Patellar tendinopathy (PT) is classically seen in jumping athletes. However, it is also a relatively common injury in runners due to the repetitive nature of the discipline. Recurrent overload within the tendon results in micro-trauma and continued activity leads to degeneration and failed healing. This may start as an inflammatory process and progress to chronic degeneration. PT often results in prolonged absences from sporting activity due to the functional importance of the patellar tendon.
Anterior knee pain is commonly felt at the lower border of the patellar, although pathology can occur anywhere along the tendon. Pain is worse during and after activity and after prolonged periods of sitting or knee flexion. On examination, the tendon may feel slightly thickened with tenderness commonly located in the proximal patellar tendon. Tenderness is classically exacerbated when performing a decline squat, where the individual is asked to carry out a single-legged squat on a slight down slope.
PT is usually diagnosed clinically. However, lateral x-ray may demonstrate calcification within the tendon. Ultrasound is the imaging modality of choice, enabling dynamic assessment of the tendon, and may demonstrate thickened irregular areas of degeneration.

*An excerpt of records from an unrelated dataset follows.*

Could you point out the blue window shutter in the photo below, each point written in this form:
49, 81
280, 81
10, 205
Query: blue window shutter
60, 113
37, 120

Initial management aims to halt the progress of an acute ‘inflammatory’ tendinopathy so reduced activity should be advocated. Ice and NSAIDs may be useful in the early inflammatory stage but their benefit beyond this time has not been demonstrated. Correction of any biomechanical abnormalities such as pes cavus (high arch) or pes planus (flat foot), as well as improving flexibility of the claves, hamstrings and quadriceps through stretching will reduce the risk of relapse.
The role of corticosteroid tendon injections remains debatable. However, newer therapies such as sclerotherapy injections aim to obliterate ‘new vessel’ formation within the tendon, thus relieving pain.
Eccentric tendon exercises have become the mainstay of tendinopathy treatment. For PT, this involves performing squats on a decline slope, on a daily basis for at least three months. The exercises may be painful and this should not prevent completion. However, pain on the following day is a sign of excessive rehabilitation and the individual should reduce the activity.
Surgery for PT may involve excision of degenerative tendon tissue with few advantages over conservative management. Surgical success rates are reasonable (approximately 80%), although return to activity may take 6 to 12 months.